Dr. Nirav Shah, director of the Maine Center for Disease Control and Prevention, said that he is “pleased” with the numbers in Fryeburg because it is a rural location and a decline in doses was expected. But he said it’s important to deliver doses to people who may otherwise have a difficult time accessing the vaccine, in part because they live in more remote areas.

Dr. Dora Anne Mills, chief health improvement officer for MaineHealth, the parent company of Maine Medical Center in Portland and operator of a number of vaccination clinics across the state, said in a Facebook post on Sunday that vaccinations are going well, but the pandemic will linger until more people are immunized to start driving down cases.

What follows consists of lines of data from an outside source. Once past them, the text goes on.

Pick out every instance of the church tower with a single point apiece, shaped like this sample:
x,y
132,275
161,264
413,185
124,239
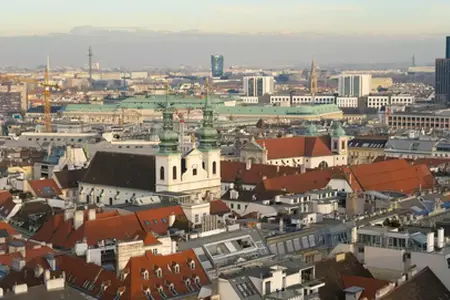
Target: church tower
x,y
209,146
168,158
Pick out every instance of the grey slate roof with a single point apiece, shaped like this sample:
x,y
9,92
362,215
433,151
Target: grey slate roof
x,y
133,171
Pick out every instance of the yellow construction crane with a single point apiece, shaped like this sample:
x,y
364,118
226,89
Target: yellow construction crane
x,y
47,93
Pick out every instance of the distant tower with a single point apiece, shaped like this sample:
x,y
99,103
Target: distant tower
x,y
90,55
313,80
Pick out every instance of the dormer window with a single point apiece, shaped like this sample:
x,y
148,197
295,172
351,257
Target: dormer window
x,y
159,273
191,264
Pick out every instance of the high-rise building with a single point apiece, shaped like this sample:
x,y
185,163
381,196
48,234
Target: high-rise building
x,y
356,85
217,65
255,86
443,79
443,75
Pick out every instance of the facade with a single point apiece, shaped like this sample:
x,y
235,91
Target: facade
x,y
355,84
364,150
257,86
308,151
443,79
217,65
419,121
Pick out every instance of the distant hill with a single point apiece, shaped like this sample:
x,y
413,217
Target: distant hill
x,y
135,48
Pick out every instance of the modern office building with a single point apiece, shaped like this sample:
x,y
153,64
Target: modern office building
x,y
356,85
443,75
259,85
217,65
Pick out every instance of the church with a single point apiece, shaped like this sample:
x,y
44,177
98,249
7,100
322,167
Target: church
x,y
118,178
309,152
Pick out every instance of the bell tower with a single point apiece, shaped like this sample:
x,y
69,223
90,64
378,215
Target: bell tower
x,y
209,146
168,158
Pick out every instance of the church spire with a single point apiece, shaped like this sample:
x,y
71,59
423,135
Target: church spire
x,y
208,135
168,137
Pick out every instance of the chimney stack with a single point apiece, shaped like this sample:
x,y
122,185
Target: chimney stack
x,y
78,219
441,237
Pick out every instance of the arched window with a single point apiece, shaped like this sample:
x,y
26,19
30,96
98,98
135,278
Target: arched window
x,y
161,173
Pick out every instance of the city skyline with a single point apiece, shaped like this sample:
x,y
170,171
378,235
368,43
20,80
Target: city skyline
x,y
251,16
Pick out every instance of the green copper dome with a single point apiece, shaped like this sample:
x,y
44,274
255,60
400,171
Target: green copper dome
x,y
338,131
311,130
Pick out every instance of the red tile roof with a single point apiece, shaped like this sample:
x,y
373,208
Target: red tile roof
x,y
218,207
157,219
299,146
230,170
370,285
135,284
45,188
389,175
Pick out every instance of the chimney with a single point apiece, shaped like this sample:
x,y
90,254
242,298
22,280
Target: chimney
x,y
171,219
20,288
68,214
248,165
78,219
441,237
51,261
91,214
281,225
430,242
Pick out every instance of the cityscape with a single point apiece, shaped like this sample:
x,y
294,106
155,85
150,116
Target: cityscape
x,y
231,171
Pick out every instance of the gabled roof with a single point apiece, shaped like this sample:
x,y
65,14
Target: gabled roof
x,y
157,219
332,270
424,285
230,170
183,278
68,179
45,188
389,175
124,170
299,146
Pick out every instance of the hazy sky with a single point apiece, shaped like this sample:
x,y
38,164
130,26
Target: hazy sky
x,y
393,17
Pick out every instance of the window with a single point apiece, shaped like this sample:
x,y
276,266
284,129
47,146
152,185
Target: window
x,y
214,168
161,173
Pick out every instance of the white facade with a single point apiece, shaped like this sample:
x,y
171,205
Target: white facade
x,y
355,84
378,101
302,99
259,85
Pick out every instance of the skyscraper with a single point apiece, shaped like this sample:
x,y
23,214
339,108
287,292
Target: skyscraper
x,y
356,85
443,76
217,65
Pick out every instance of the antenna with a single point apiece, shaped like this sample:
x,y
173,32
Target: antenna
x,y
90,55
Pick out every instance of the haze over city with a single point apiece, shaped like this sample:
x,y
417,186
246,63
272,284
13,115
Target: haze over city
x,y
171,33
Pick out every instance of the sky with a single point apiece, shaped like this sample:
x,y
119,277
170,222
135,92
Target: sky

“Some days recently it feels like we are in a station wagon headed to a family reunion and everyone in the back seat repeatedly whines, ‘Are we there yet?’ Maine in particular, and the U.S. as a whole are doing great when it comes to vaccinations,” Mills wrote, noting that young people now are getting hit the hardest with COVID-19. “It is imperative we get the vaccine to youth and young adults as soon as possible. To successfully vaccinate young people, generally access to the vaccine has to be very convenient. In other words, take the vaccine to them.”

The vaccines are approved for those 16 and older, and Pfizer is on the cusp of having its vaccine approved for ages 12-15, pending approval by federal regulators. The Pfizer vaccine could be approved for the 12-15 age group as soon as this month, federal officials have said.

Public health experts say now that vaccine supplies are more plentiful, there are two primary explanations for these gaps – access and hesitancy.

“We’ve gotten through the eager, and the willing,” said Dr. Noah Nesin, chief medical officer at Penobscot Community Health Care, a community clinic in the Bangor area that is vaccinating thousands per week. “We are working on the hesitant. The final gasp will be the resistant.”